La terquedad barranquillera de ignorar a la clase política

A través de los medios de información he conocido la reunión de autoridades de Barranquilla y dirigentes gremiales con voceros presidenciales, con el fin de presentar las razones que tiene la ciudad para oponerse a la adopción del sistema de cargue y descargue de mercancías en fondeo, mediante lo que sería el nuevo estatuto aduanero nacional.

El documento que contiene 16 juiciosas reflexiones que sustentan los perjuicios que se le causarían a una ciudad como Barranquilla por este sistema, ha debido ser más contundente en términos estadísticos pero de todas maneras creo que responde en parte a lo exigido hace un mes por la Ministra de Transporte, Cecilia Álvarez Correa Glenn.

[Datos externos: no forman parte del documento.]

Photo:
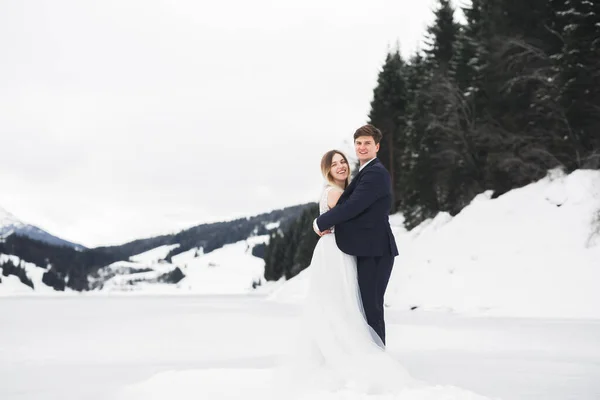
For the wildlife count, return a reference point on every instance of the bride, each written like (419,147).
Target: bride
(336,347)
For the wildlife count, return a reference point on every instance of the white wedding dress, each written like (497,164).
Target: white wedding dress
(336,348)
(336,351)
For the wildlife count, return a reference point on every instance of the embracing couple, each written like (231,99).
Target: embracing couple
(341,335)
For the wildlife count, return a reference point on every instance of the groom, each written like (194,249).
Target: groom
(362,228)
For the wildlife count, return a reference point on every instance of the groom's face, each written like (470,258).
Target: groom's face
(366,149)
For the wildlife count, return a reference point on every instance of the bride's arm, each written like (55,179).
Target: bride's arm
(370,188)
(333,196)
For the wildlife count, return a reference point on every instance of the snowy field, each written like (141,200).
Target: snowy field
(211,347)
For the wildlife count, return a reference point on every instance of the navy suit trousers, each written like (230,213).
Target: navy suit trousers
(373,277)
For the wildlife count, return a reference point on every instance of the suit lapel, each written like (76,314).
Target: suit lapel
(350,187)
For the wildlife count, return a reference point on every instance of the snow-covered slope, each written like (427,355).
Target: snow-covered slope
(534,251)
(231,269)
(10,224)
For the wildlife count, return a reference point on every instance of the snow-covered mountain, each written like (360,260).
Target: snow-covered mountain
(231,269)
(532,252)
(10,224)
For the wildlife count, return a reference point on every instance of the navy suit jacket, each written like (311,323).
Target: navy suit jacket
(362,226)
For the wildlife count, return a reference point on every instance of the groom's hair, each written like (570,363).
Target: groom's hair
(369,130)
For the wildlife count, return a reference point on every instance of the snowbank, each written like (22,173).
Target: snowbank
(532,252)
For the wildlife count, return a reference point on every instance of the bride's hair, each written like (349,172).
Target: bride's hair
(326,168)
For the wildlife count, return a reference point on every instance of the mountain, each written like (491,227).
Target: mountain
(9,224)
(533,252)
(142,262)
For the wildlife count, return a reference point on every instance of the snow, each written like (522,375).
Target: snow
(154,255)
(93,347)
(532,252)
(8,221)
(11,285)
(229,270)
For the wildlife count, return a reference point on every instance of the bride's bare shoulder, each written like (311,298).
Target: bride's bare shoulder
(333,195)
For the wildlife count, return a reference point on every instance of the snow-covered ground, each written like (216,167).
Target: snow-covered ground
(211,347)
(11,285)
(533,252)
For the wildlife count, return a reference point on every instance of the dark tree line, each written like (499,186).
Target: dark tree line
(9,268)
(290,250)
(68,267)
(491,104)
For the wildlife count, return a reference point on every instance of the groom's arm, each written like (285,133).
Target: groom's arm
(372,186)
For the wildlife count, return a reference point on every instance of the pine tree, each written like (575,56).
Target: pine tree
(388,113)
(442,37)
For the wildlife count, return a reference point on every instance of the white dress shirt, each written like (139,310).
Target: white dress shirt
(365,164)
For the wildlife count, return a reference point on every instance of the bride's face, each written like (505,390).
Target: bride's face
(339,167)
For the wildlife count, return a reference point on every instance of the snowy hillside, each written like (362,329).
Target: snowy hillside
(534,251)
(10,224)
(231,269)
(11,284)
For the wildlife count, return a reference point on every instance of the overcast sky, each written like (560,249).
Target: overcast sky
(122,119)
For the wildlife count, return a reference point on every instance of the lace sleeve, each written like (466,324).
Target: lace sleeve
(323,206)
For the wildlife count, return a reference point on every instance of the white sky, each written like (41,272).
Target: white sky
(123,119)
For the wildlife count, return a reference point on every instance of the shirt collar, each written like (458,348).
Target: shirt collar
(365,164)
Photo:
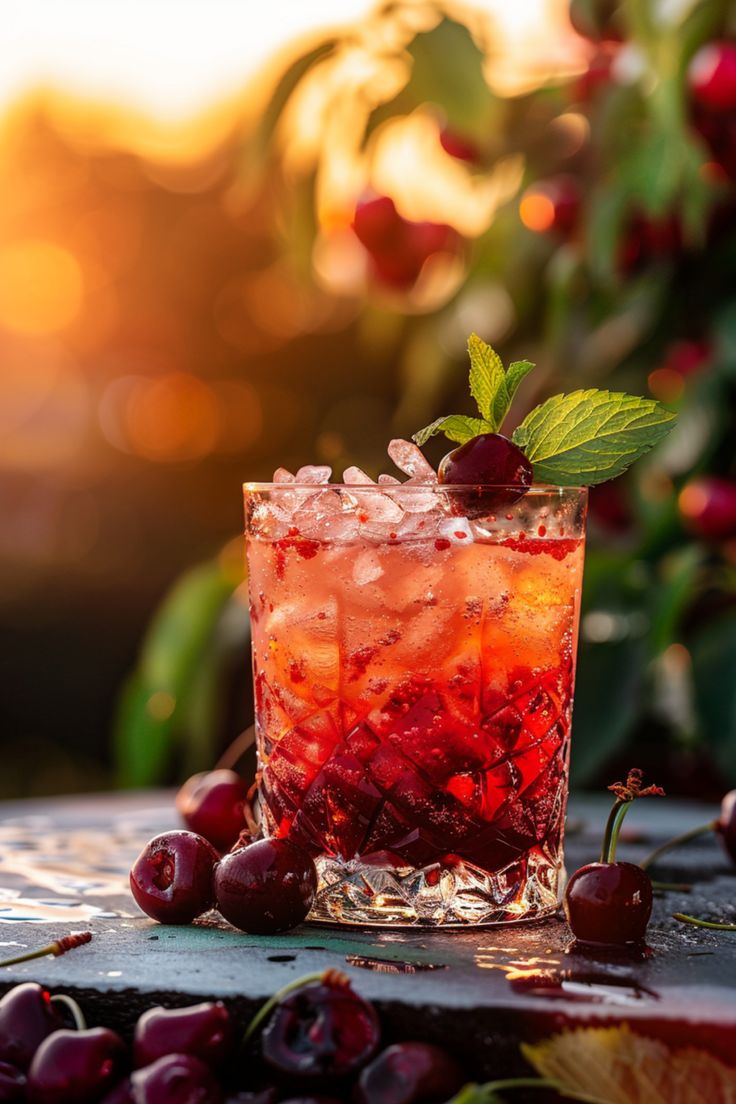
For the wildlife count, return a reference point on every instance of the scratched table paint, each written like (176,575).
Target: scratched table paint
(63,867)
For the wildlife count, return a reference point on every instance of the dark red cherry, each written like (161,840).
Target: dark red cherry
(177,1079)
(397,246)
(75,1067)
(707,507)
(322,1030)
(726,826)
(609,902)
(12,1083)
(493,468)
(211,804)
(203,1030)
(27,1017)
(267,887)
(712,76)
(409,1073)
(171,879)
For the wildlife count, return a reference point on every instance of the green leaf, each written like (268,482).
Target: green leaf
(488,381)
(456,426)
(516,371)
(589,436)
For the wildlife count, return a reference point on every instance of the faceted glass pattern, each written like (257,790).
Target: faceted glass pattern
(414,682)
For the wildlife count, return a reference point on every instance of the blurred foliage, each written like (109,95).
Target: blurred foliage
(587,222)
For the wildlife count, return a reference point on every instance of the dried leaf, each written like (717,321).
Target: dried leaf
(616,1065)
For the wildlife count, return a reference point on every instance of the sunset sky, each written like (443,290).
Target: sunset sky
(172,57)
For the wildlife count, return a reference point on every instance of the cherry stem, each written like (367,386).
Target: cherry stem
(676,840)
(266,1009)
(57,947)
(236,750)
(77,1015)
(612,829)
(684,919)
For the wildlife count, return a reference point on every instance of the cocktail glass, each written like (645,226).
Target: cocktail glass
(414,657)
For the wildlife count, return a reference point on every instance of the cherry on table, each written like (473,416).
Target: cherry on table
(211,804)
(321,1030)
(75,1067)
(267,887)
(409,1073)
(27,1018)
(609,902)
(12,1083)
(171,879)
(176,1079)
(203,1030)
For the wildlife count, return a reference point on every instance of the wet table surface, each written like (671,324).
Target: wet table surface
(64,863)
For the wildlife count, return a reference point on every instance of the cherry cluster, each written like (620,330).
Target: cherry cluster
(262,888)
(315,1041)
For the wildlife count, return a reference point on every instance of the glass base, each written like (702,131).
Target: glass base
(462,895)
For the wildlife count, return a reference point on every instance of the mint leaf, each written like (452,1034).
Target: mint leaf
(589,436)
(515,372)
(456,426)
(488,382)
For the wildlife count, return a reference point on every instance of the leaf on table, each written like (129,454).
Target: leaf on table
(616,1065)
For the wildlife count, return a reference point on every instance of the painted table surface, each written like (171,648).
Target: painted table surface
(64,863)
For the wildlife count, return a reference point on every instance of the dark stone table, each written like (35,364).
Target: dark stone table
(64,862)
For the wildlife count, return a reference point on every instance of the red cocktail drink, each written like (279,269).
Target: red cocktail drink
(414,656)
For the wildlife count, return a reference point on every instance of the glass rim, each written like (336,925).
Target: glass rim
(257,488)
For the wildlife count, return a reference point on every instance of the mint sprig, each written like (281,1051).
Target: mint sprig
(589,436)
(491,385)
(585,437)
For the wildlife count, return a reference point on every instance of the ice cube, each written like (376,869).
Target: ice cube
(315,474)
(411,459)
(366,568)
(355,475)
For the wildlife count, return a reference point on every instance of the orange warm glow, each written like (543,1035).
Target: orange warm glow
(41,288)
(537,212)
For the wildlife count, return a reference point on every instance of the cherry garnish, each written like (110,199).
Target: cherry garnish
(267,887)
(27,1018)
(409,1073)
(75,1067)
(176,1079)
(171,879)
(12,1083)
(203,1030)
(610,902)
(489,458)
(321,1030)
(211,804)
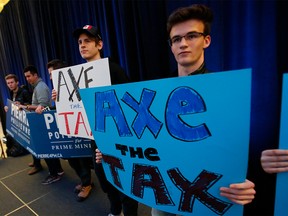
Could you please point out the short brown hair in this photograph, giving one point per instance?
(195, 11)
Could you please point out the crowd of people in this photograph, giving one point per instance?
(189, 35)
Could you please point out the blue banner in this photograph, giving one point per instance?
(172, 143)
(281, 207)
(39, 134)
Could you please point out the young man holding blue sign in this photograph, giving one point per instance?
(189, 36)
(275, 160)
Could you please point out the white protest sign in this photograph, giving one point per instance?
(71, 115)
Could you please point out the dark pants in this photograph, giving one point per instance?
(54, 166)
(82, 167)
(37, 162)
(117, 199)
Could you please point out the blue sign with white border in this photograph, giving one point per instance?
(172, 143)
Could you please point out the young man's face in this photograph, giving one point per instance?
(31, 79)
(189, 52)
(12, 84)
(88, 48)
(50, 69)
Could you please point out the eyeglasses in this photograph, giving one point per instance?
(190, 36)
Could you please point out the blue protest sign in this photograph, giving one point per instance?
(17, 124)
(172, 143)
(39, 134)
(281, 207)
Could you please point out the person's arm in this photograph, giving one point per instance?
(240, 193)
(274, 160)
(98, 156)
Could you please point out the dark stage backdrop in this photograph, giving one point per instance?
(245, 34)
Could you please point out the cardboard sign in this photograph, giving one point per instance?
(172, 143)
(67, 81)
(281, 207)
(39, 134)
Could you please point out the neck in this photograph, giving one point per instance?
(186, 70)
(16, 90)
(93, 58)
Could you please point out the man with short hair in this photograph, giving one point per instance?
(90, 48)
(41, 98)
(189, 35)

Sin embargo, a pesar de la importancia del tema por el trámite legislativo que debe surtir, extraña que la clase política del Atlántico (Senadores, Representantes a la Cámara, Diputados y Concejales) no haya sido invitada por los locales para acompañar el justificado reclamo ante las autoridades nacionales. Me parece una actitud poco coherente con el planteamiento de que respiramos nuevos aires para la gestión del desarrollo regional. Claramente digo que si el asunto es excluyente con la clase política, ese nuevo aire muy pronto estará contaminado.

En el caso del fondeo llama la atención que se desconozca a los políticos para dar la pelea, porque en el documento llevado a la Casa de Nariño se dice que un asunto de esta naturaleza es de estricta competencia del legislativo. Hay un problema que compete a los políticos pero a ellos se les ignora a la hora de luchar en los altos ámbitos del poder. Esa tesis resulta poco sensata a nuestro modo de ver.

No estamos lagarteando invitaciones ni lamentando amiguismos que no buscamos. Lo que estamos es llamando la atención sobre la necesaria unidad que debe existir en todos los sectores para evitar riesgos y amenazas que atentan contra el interés general.